Intanto, vorrei fargli il classico avviso da vecchio borghese: i processi legali scatenati da queste azioni vanno alla lunga. Passano anni e poi continui a pagarne le conseguenze su più fronti. A tal punto che rischi di arrivare a chiederti: «Ma chi me l’ha fatto fare?». Quindi gli consiglio innanzitutto di informarsi bene dal punto di vista giuridico su come devono comportarsi in queste situazioni e su quali sono le conseguenze. Poi direi di aggiungere un apporto artistico alle loro proteste. È questo che fa la differenza. Ma anche un po’ di ironia che porta sempre più successo e soprattutto più rispetto.
A distanza di anni dalle sue azioni e dopo una condanna per le stesse, lei è mai arrivato a chiedersi «Ma chi me l’ha fatto fare»?
No, mai.
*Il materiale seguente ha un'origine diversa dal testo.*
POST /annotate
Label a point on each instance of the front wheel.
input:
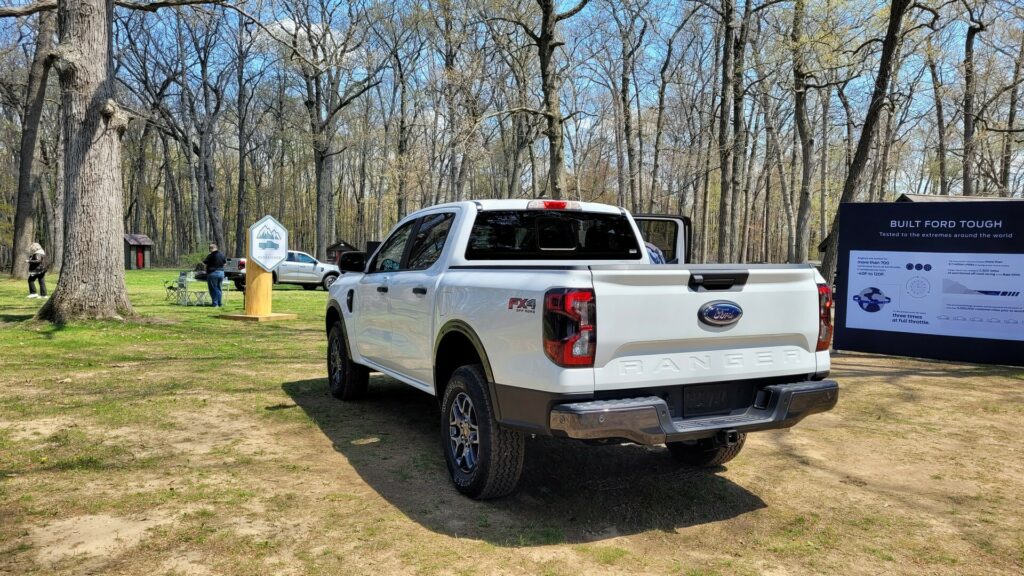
(706, 453)
(483, 459)
(346, 379)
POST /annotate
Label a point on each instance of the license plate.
(708, 400)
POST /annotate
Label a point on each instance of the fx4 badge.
(523, 304)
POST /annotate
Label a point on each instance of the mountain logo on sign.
(268, 235)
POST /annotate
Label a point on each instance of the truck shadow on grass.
(569, 492)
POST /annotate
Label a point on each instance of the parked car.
(299, 269)
(547, 318)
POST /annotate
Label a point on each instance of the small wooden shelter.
(138, 250)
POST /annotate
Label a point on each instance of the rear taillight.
(570, 327)
(824, 317)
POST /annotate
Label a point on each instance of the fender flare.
(341, 320)
(466, 330)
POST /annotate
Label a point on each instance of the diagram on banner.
(947, 294)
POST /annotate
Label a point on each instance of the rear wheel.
(707, 452)
(483, 459)
(346, 379)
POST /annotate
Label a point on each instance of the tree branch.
(572, 11)
(42, 5)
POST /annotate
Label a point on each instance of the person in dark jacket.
(39, 262)
(215, 275)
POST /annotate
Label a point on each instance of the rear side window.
(663, 234)
(429, 240)
(551, 235)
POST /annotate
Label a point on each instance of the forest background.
(338, 118)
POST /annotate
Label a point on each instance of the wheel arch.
(458, 344)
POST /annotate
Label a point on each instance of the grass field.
(183, 444)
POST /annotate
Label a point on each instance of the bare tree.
(30, 165)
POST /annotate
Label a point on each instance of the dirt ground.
(156, 467)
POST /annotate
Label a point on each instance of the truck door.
(286, 270)
(671, 235)
(305, 269)
(413, 291)
(373, 319)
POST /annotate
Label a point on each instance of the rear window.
(551, 235)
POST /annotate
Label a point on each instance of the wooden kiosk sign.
(266, 248)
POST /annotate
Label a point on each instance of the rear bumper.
(647, 419)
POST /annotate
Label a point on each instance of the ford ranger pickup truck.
(546, 318)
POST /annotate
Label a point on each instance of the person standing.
(215, 275)
(39, 262)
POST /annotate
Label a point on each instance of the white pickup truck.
(546, 318)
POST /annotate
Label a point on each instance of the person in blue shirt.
(215, 276)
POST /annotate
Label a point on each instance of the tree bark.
(92, 281)
(889, 46)
(969, 92)
(804, 132)
(30, 166)
(940, 126)
(1007, 153)
(724, 146)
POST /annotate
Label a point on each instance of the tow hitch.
(727, 438)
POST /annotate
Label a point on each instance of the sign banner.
(267, 243)
(932, 280)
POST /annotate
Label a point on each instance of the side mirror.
(352, 261)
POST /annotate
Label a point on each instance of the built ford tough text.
(547, 318)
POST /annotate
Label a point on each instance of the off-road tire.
(346, 379)
(499, 463)
(705, 453)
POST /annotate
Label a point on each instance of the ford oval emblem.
(720, 313)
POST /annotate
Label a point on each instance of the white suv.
(299, 269)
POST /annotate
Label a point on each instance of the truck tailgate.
(648, 332)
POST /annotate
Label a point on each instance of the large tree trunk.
(323, 166)
(969, 119)
(940, 126)
(889, 47)
(92, 281)
(552, 108)
(825, 96)
(31, 170)
(738, 129)
(1008, 137)
(804, 131)
(242, 104)
(724, 147)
Prima di tutto perché devo riconoscere che le mie azioni le ho fatte a un età già avanzata, a ridosso dei 50 anni. E poi perché la mia era una denuncia contro un mercato dell’arte che è ancora attuale. L’artista era ed è tuttora considerato un numero, vale per quello che vende e non per quello che fa. Van Gogh oggi farebbe la fame, proprio come la fece allora. A questo siamo oggi. Ma io non ho mai rimpianto quello che ho fatto. Anzi continuo ad essere orgoglioso delle mie opere d’arte, anche perché riesco a venderle e a portare avanti la mia famiglia con questo. Poi anche l’artista trasgressivo… dov’è? Esiste quella che a me piace definire la trasgressione a juke box, a singhiozzo. Come Cattelan. Ma è solo un artista di Stato.
Ai politici che si indignano contro i blitz degli attivisti, cosa dice?
Si indignano, ma al tempo stesso non fanno un cazzo. Cosa ti indigni? Sei tu che devi agire. E sicuramente non si agisce passando le giornate a commentare nei salotti televisivi.
La lascio con una provocazione. Lei condivide il messaggio e anche il tipo di protesta, ma mette in evidenza alcuni elementi a suo dire critici. Se gli attivisti cambiassero atteggiamento, rientrando in un’ottica più in linea con quello che ha detto finora, lei prenderebbe parte a una loro azione di protesta?
Questa è una bella provocazione. E io ti rispondo di sì. Tra poco faccio 70 anni e perché no? Possiamo organizzare qualcosa. In fondo, io ammiro la volontà e la spregiudicatezza di questi ragazzi.